【1分时时彩_时时彩软件_1分时时彩软件】UN agencies, Myanmar ink accord to prepare for Rohingya refugee returns
UNITED NATIONS, June 6 (Xinhua) -- UN Secretary-General Antonio Guterres on Wednesday welcomed an agreement between Myanmar and UN agencies on the return of 670,000 Rohingya refugees, but he said conditions were not yet ripe for their returns.
Rohingya people fled alleged murderous retaliation between government and civilian militia following deadly attacks Aug. 25 last year by rebels against security posts. They have been in make-shift refugee camps in hilly southernmost Bangladesh and now endure flooding from monsoon rains.
A Memorandum of Understanding (MoU) was signed between Myanmar and the UN Refugee Agency (UNHCR) and the UN Development Programme (UNDP) "to create conditions conducive to voluntary, safe, dignified, and sustainable Rohingya refugee returns from Bangladesh," chief UN spokesman Stephane Dujarric said.
"As these conditions are not yet in place, he (Guterres) welcomes the agreement by the Government of Myanmar to take this first step to address the root causes of the conflict in Rakhine," the spokesman told reporters at a briefing in UN headquarters.
Most of the Rohingya, an ethnic Muslim minority in overwhelmingly Buddhist Myanmar, lack citizenship or even proof of residence after fleeing burning villages.
Guterres called "for an end to violence, accountability for perpetrators, redress for victims, humanitarian access to all areas in Rakhine State, and the implementation of the recommendations of the Rakhine advisory commission," Dujarric said, referring to the Advisory Commission on Rakhine State headed up by former UN Secretary-General Kofi Annan.
The panel had several recommendations including citizenship verification, rights and equality before the law, documentation, the situation of the internally displaced and freedom of movement.
Under the MoU, the UNHCR will join hands with the Myanmar government in implementing voluntary repatriation and conducting assessments at their potential pilot project sites, and will work with UNDP in preparation for recovery and resilience-based development in potential area, a statement of the Myanmar Ministry of State Counsellor's Office said.
Also, it said the UNDP will cooperate with the government in undertaking the planning process for resilience-based recovery and development that will benefit all communities and promote social cohesion among the communities as well as support access to livelihoods.
"Many Rohingya living in the camps in Bangladesh have said they will only return if their safety can be guaranteed, and if they can be provided with citizenship," Frontier Myanmar reported.

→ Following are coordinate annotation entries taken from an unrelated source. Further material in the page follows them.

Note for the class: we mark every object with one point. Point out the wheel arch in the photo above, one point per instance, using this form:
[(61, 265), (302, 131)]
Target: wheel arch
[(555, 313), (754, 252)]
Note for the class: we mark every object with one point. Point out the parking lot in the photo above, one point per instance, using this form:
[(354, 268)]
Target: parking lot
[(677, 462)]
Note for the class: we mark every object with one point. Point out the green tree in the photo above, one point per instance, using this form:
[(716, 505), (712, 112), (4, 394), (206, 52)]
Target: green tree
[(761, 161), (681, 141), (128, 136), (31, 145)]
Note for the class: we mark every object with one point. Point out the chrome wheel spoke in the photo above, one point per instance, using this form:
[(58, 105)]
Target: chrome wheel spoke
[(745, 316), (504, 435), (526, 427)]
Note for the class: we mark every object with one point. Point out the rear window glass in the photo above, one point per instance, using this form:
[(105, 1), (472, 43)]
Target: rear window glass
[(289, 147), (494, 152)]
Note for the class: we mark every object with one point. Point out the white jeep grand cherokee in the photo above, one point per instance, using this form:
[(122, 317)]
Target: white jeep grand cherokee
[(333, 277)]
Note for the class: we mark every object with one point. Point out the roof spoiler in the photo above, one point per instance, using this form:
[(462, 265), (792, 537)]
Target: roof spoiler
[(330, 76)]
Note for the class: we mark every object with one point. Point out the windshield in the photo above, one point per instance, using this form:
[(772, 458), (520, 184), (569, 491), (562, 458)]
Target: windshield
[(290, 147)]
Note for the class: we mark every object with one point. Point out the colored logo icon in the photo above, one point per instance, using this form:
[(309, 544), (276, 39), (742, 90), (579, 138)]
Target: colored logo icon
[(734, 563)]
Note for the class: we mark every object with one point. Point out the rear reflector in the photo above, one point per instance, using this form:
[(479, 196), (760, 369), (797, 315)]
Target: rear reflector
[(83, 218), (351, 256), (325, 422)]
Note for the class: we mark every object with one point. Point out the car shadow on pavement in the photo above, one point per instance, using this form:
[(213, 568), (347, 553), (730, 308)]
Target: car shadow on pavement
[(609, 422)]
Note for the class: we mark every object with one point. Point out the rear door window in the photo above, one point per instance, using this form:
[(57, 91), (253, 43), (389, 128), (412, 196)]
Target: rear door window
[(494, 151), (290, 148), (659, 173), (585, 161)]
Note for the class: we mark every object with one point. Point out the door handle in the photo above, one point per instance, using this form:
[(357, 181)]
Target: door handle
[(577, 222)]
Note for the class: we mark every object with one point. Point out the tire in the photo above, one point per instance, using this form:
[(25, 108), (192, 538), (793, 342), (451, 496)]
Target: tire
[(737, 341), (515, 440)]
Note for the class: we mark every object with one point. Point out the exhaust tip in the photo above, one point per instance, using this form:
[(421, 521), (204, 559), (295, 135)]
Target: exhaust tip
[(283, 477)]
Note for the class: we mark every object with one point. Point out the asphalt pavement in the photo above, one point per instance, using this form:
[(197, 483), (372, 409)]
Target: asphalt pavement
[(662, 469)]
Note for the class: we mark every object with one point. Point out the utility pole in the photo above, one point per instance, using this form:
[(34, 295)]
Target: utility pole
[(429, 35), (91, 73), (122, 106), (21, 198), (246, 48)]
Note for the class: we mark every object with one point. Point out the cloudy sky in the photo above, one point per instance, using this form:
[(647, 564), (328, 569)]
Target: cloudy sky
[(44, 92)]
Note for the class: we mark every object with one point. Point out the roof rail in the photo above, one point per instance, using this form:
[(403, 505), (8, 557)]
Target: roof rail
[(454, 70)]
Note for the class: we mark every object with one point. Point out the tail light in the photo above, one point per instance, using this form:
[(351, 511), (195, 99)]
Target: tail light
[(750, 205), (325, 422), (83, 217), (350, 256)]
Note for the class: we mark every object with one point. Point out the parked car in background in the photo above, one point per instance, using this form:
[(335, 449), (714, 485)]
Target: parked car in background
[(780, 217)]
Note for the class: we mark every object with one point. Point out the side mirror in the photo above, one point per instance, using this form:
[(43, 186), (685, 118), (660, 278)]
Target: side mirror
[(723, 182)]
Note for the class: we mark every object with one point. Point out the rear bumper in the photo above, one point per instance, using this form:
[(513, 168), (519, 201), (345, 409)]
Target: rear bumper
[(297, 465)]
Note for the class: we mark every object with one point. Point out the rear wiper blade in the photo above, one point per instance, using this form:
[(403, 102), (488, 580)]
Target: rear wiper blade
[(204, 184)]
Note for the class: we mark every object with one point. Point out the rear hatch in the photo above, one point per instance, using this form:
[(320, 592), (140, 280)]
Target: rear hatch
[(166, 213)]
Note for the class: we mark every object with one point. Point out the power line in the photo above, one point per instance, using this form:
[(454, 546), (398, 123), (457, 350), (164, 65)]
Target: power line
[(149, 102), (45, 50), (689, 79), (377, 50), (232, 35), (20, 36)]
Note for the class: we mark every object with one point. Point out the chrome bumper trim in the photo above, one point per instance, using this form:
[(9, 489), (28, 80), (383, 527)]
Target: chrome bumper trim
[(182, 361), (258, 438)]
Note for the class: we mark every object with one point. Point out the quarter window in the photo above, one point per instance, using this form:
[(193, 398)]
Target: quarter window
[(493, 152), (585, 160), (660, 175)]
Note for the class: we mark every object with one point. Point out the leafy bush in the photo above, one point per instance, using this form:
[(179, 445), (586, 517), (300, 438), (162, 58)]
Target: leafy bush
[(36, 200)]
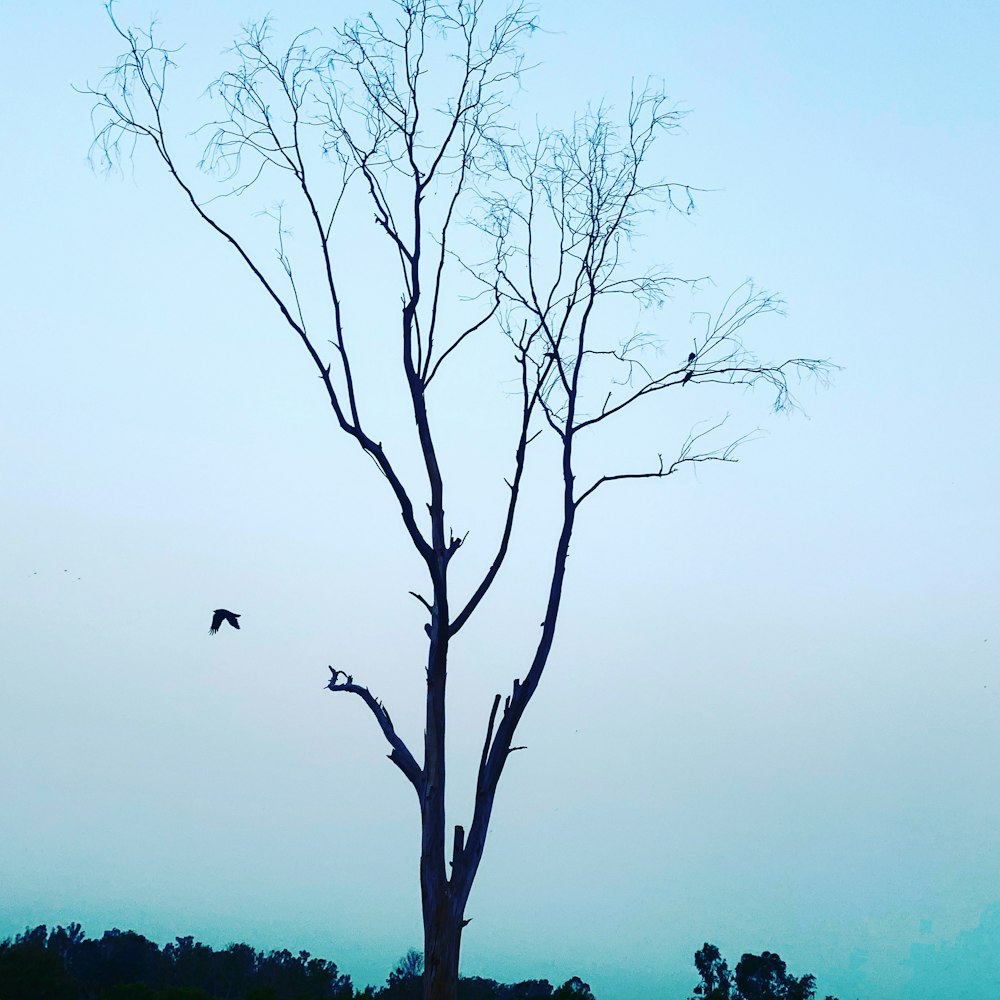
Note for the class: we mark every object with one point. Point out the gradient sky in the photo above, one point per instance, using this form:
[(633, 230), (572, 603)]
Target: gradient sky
[(772, 718)]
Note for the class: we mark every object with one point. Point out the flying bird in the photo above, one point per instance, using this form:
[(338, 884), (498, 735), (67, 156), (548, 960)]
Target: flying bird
[(220, 615)]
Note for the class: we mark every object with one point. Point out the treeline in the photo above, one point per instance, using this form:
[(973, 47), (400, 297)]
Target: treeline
[(64, 964), (756, 977)]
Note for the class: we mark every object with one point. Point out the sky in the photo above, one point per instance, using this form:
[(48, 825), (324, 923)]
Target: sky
[(772, 715)]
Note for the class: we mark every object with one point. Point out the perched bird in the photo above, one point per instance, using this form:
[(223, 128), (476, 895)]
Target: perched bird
[(220, 615)]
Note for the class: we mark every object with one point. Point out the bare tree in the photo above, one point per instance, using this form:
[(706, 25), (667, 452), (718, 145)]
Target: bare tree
[(528, 237)]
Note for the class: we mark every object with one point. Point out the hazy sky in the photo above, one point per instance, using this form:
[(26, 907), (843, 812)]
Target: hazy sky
[(772, 718)]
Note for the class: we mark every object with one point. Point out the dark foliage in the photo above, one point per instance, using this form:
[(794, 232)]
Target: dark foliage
[(757, 977), (63, 964)]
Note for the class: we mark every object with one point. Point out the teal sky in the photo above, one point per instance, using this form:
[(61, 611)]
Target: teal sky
[(772, 720)]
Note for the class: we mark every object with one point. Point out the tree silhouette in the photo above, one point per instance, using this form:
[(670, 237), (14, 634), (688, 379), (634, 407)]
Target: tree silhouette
[(757, 977), (487, 230)]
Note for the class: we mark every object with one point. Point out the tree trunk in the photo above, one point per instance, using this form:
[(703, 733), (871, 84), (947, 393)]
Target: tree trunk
[(442, 942)]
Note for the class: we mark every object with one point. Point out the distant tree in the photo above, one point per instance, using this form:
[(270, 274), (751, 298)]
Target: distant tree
[(529, 989), (405, 982), (757, 977), (573, 989), (765, 977), (477, 988), (716, 982), (30, 971), (485, 228)]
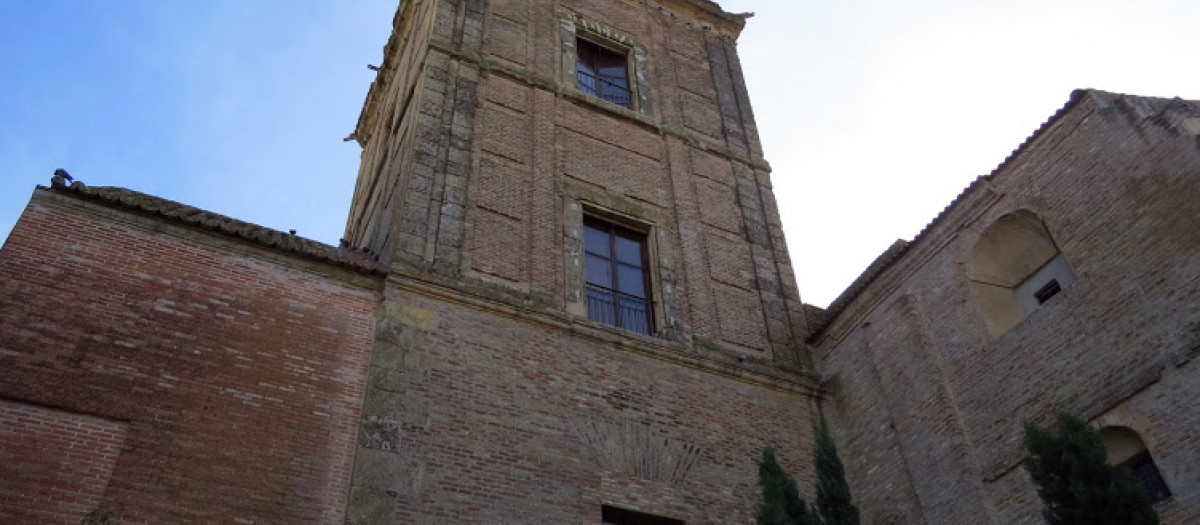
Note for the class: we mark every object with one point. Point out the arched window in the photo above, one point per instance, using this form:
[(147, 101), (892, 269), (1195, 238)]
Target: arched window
[(1014, 269), (1126, 448)]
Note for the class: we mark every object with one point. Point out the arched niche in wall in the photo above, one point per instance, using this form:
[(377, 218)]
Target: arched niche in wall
[(1126, 448), (1014, 269)]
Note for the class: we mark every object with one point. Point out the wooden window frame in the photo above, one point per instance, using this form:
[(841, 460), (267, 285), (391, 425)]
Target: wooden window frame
[(628, 311), (601, 46)]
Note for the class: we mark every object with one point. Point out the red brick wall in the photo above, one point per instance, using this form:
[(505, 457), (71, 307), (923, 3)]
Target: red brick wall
[(237, 370), (54, 465), (505, 420), (503, 136)]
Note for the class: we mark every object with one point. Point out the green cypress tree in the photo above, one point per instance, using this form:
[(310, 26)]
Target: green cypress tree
[(781, 504), (833, 493), (1075, 482)]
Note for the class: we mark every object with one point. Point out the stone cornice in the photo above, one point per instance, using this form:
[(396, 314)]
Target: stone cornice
[(215, 230)]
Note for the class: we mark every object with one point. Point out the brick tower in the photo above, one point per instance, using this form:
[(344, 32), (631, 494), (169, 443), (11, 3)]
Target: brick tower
[(592, 313)]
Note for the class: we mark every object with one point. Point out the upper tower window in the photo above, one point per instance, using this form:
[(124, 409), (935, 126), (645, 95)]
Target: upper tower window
[(617, 281), (603, 72), (1014, 269)]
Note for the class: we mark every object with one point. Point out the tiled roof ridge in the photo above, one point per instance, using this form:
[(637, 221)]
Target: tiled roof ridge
[(895, 252), (196, 217)]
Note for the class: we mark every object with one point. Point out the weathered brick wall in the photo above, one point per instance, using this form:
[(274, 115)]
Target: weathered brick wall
[(237, 372), (54, 465), (505, 149), (481, 414), (1116, 181)]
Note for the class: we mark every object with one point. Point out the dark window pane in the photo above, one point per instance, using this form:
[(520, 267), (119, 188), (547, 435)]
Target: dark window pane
[(1152, 483), (616, 516), (603, 72), (595, 240), (630, 281), (629, 251), (599, 270), (587, 77)]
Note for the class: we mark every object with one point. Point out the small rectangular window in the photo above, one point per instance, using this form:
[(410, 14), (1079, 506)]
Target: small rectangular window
[(603, 72), (615, 264), (613, 516)]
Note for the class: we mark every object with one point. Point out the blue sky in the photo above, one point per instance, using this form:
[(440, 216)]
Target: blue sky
[(874, 114)]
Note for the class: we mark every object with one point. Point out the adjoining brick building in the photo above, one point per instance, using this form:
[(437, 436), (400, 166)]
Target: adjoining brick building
[(564, 296), (1068, 279)]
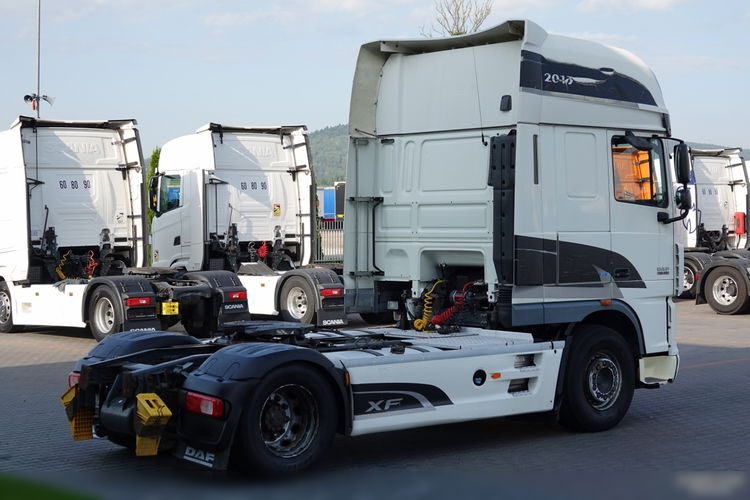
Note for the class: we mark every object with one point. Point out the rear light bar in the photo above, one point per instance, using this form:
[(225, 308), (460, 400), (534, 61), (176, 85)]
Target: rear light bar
[(204, 405), (138, 301), (237, 295), (73, 378)]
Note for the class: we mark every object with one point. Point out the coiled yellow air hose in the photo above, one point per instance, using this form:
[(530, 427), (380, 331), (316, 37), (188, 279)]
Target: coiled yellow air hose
[(421, 323), (58, 269)]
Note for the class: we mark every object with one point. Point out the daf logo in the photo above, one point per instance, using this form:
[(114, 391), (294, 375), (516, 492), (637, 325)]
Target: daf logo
[(383, 404), (201, 457)]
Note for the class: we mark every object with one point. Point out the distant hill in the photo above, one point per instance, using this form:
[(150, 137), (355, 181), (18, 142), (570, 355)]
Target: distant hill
[(329, 148), (745, 154), (330, 145)]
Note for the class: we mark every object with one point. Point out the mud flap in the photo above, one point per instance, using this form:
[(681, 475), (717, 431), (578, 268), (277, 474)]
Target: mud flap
[(215, 460), (332, 317)]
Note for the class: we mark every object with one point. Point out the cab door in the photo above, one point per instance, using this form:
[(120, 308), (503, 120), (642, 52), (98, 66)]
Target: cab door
[(643, 249), (166, 227)]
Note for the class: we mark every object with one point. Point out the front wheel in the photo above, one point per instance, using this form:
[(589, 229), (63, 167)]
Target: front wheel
[(297, 301), (689, 281), (599, 380), (726, 291), (105, 317), (6, 311), (288, 423)]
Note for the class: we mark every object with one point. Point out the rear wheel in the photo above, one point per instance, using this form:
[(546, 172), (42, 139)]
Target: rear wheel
[(726, 291), (297, 301), (288, 423), (599, 380), (105, 317), (6, 311)]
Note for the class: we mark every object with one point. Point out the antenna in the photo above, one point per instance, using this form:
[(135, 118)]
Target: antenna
[(33, 99)]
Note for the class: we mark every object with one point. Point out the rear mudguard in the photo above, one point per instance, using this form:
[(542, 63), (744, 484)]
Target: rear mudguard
[(231, 374), (222, 283), (126, 287), (330, 310)]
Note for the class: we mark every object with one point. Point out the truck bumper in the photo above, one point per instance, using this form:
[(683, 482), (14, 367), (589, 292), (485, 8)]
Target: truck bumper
[(658, 370)]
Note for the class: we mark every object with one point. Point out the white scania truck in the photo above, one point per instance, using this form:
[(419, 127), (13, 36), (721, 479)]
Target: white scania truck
[(243, 199), (71, 237), (716, 221), (717, 260)]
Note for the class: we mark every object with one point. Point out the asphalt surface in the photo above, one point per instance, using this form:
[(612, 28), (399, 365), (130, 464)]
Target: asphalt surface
[(687, 439)]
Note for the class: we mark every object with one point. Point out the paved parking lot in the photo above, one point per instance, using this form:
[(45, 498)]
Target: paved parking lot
[(680, 432)]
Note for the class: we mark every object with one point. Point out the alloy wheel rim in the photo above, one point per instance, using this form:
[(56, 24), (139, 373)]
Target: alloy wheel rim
[(297, 302), (289, 421), (725, 290), (4, 307), (104, 315), (603, 381)]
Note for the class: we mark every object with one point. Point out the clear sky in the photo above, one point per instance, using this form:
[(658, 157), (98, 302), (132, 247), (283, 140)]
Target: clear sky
[(175, 65)]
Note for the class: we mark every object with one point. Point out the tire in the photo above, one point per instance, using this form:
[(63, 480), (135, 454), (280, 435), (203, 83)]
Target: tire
[(288, 423), (6, 311), (380, 318), (105, 315), (689, 282), (599, 380), (726, 291), (297, 301)]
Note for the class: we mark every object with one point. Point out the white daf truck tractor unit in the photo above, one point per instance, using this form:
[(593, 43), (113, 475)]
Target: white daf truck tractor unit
[(243, 199), (72, 236), (509, 196)]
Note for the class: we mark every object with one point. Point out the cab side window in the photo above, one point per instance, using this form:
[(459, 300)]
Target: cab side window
[(639, 175), (169, 193)]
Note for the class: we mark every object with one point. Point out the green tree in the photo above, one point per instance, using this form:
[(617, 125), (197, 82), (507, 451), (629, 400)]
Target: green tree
[(329, 147), (458, 17), (153, 166)]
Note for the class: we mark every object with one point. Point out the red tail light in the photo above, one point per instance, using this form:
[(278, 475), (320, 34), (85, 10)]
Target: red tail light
[(204, 405), (73, 378), (138, 301), (237, 295)]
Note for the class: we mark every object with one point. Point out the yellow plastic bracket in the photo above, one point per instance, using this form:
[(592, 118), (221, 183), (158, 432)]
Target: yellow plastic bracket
[(152, 415), (170, 308), (80, 420)]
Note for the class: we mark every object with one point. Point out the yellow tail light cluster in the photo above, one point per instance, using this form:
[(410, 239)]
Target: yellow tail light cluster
[(81, 420), (151, 416)]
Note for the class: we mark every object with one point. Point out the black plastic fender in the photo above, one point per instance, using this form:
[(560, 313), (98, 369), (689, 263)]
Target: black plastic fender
[(231, 374), (125, 287), (222, 283), (731, 258), (330, 311)]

"Myanmar has come under considerable international criticism for its handling of the crisis, but has consistently maintained that it is ready to accept returnees, despite many in the international community warning that the situation is not favorable for returns," the publication said online.
Myanmar has recently received a first batch of 62 returnees through the Nga Khu Ya reception camp in Rakhine state, who had fled the Rakhine state conflict, and they were being transferred to the Hla Pho Khaung transit camp in Maungtaw after proper verification.